Just like that, you get a list of all the entries with environment tags in them!

If we store some data in a list, we can plot the number of env tag occurrences by entry:

> import matplotlib.pyplot as plt
> ids = []
> n_terms = []
> for id, entry in m.entries['tl'].items():
    terms = find_terms(entry.xml, "env")
    if len(terms) > 0:
        ids.append(id)
        n_terms.append(len(terms))
> plt.scatter(ids, n_terms)
> plt.show()

scatter plot

With a little extra formatting, you have a visualization of roughly where env tags appear in the manuscript!

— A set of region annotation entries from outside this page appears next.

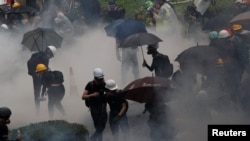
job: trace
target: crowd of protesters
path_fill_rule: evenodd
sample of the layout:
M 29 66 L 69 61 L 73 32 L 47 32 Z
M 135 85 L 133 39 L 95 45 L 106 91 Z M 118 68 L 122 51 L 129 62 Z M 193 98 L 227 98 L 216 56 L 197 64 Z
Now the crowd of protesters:
M 26 26 L 29 26 L 29 28 L 47 26 L 55 29 L 62 37 L 70 38 L 76 34 L 82 34 L 85 24 L 91 27 L 98 24 L 98 22 L 111 23 L 117 19 L 124 18 L 126 14 L 125 9 L 120 8 L 115 1 L 109 1 L 108 8 L 105 9 L 101 9 L 100 4 L 95 0 L 91 2 L 88 0 L 70 2 L 72 3 L 54 0 L 43 1 L 42 5 L 27 3 L 28 6 L 37 9 L 39 12 L 22 13 L 18 15 L 21 18 L 13 13 L 8 13 L 8 18 L 6 18 L 5 11 L 2 11 L 3 13 L 0 13 L 1 28 L 19 31 Z M 11 8 L 19 6 L 21 5 L 14 2 Z M 241 3 L 237 0 L 234 6 L 238 8 L 234 14 L 238 14 L 240 13 L 239 11 L 247 11 L 249 5 L 246 2 Z M 165 35 L 172 34 L 175 30 L 172 27 L 181 21 L 176 16 L 174 6 L 169 1 L 146 1 L 144 8 L 143 10 L 147 11 L 146 14 L 150 18 L 149 25 L 155 27 L 156 31 L 165 32 Z M 135 19 L 142 20 L 141 14 L 137 13 Z M 187 33 L 189 36 L 197 38 L 195 37 L 196 32 L 201 29 L 200 25 L 204 24 L 204 18 L 193 3 L 187 6 L 185 13 L 183 13 L 183 20 L 188 25 Z M 200 100 L 201 97 L 204 100 L 204 97 L 206 97 L 210 100 L 210 104 L 212 103 L 209 106 L 215 111 L 228 110 L 236 106 L 237 108 L 242 108 L 246 115 L 249 116 L 248 109 L 244 108 L 249 103 L 247 86 L 244 87 L 242 85 L 244 73 L 249 73 L 250 71 L 249 35 L 250 31 L 245 29 L 244 24 L 233 24 L 211 31 L 208 34 L 210 39 L 209 46 L 218 49 L 221 52 L 221 57 L 213 62 L 212 69 L 201 72 L 203 79 L 198 92 L 193 89 L 193 86 L 197 83 L 198 73 L 190 70 L 189 64 L 180 64 L 180 68 L 177 71 L 171 72 L 167 79 L 172 80 L 175 88 L 174 93 L 178 93 L 177 98 L 178 96 L 186 98 L 195 95 L 193 97 L 194 99 L 196 98 L 195 100 Z M 158 44 L 148 45 L 147 54 L 152 55 L 152 64 L 149 65 L 144 60 L 142 66 L 154 72 L 156 77 L 165 77 L 162 74 L 163 65 L 160 63 L 162 60 L 160 56 L 163 56 L 163 54 L 157 51 L 158 47 Z M 30 61 L 28 61 L 29 75 L 32 76 L 34 84 L 36 110 L 39 112 L 40 95 L 48 95 L 50 119 L 54 118 L 54 107 L 57 107 L 62 115 L 66 114 L 61 104 L 61 100 L 65 95 L 63 76 L 58 81 L 55 79 L 54 71 L 49 69 L 48 62 L 50 58 L 54 57 L 55 50 L 55 47 L 48 46 L 45 52 L 33 54 Z M 118 59 L 120 59 L 119 55 Z M 168 63 L 171 64 L 168 56 L 167 59 Z M 138 63 L 135 63 L 138 66 Z M 137 68 L 135 69 L 134 76 L 137 78 L 139 72 L 137 72 Z M 171 70 L 173 71 L 173 68 Z M 105 81 L 104 72 L 101 68 L 95 68 L 93 76 L 93 80 L 86 84 L 82 93 L 82 100 L 85 100 L 86 107 L 90 109 L 95 127 L 95 132 L 90 139 L 92 141 L 102 141 L 103 131 L 108 121 L 114 141 L 118 140 L 120 129 L 124 134 L 123 140 L 128 140 L 129 124 L 126 113 L 129 110 L 129 103 L 122 95 L 118 94 L 122 90 L 118 89 L 114 80 L 109 79 Z M 247 78 L 246 80 L 248 82 L 250 79 Z M 242 87 L 245 88 L 244 91 L 241 90 Z M 57 96 L 54 94 L 57 94 Z M 107 105 L 109 105 L 110 109 L 109 115 L 106 108 Z M 199 105 L 199 108 L 206 109 L 207 107 L 204 107 L 204 103 L 202 103 Z M 195 107 L 191 110 L 200 109 Z M 206 113 L 209 109 L 202 111 Z M 173 123 L 169 122 L 171 118 L 169 116 L 170 111 L 163 99 L 156 98 L 152 103 L 146 103 L 145 112 L 150 113 L 148 126 L 152 141 L 172 140 L 174 138 L 176 132 Z M 204 115 L 207 115 L 204 119 L 211 118 L 209 112 Z M 9 117 L 10 115 L 7 118 L 4 117 L 3 120 L 6 121 Z M 180 116 L 179 118 L 182 117 Z M 5 123 L 1 126 L 6 130 Z M 7 133 L 4 133 L 1 137 L 6 135 Z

We see that entry 17r_1 has a ton of environment tags. Why is this?

> e = entries['tl']['p017r_1']
> e.title
On the gunner
> e.properties["environment"]
['ditch casemates',
 'private houses',
 'small towns',
 'fortresses of little importance',
 'casemates',
 'trenches',
 'edge of the ditch',
 'gabions',
 'garrets topped with a tower',
 'city',
 'city',
 'barricade',
 'house or elsewhere',
 'cities',
 'houses',
 'walls',
 'tower',
 'houses',
 'houses']

So this is an entry discussing how gunners interacted with various environments in order to defend or attack them! It looks pretty long. How many characters is it?

> len(e.text)
14595

Looks like a big number, but how much is that in context?

> lengths = [len(entry.text) for entry in m.entries["tl"].values()]
> average = sum(lengths) / len(lengths)
> average
732.9827586206897

Wow! Compared to the average, this entry is super long! But that doesn't tell us anything about the actual distribution.

> import math
> sd = math.sqrt(sum((x - average)**2 for x in lengths) / len(lengths))
> sd
1114.6637780356928

Unsurprisingly, we have a pretty significant standard deviation.

> len(e.text) / sd
13.093634410297176

So the length of entry 17r_1 is 13 standard deviations from the average entry in the manuscript!

It's very easy to go from here to a simple histogram showing the length distribution:

> plt.hist(lengths, bins=100)
> plt.axvline(average, color="orange")
> for x in range(1,14):
    plt.axvline(average + x*sd, color="purple", linewidth=0.5)

histogram

The orange line is the mean; the purple lines are standard deviations. That tiny blue blip around 14000 must be entry 17r_1.

Admittedly, this sort of statistic is not terribly informative on this kind of dataset, but possibilities are abound. Interacting with the manuscript is made simple and powerful by holding the entries in memory as a Python object.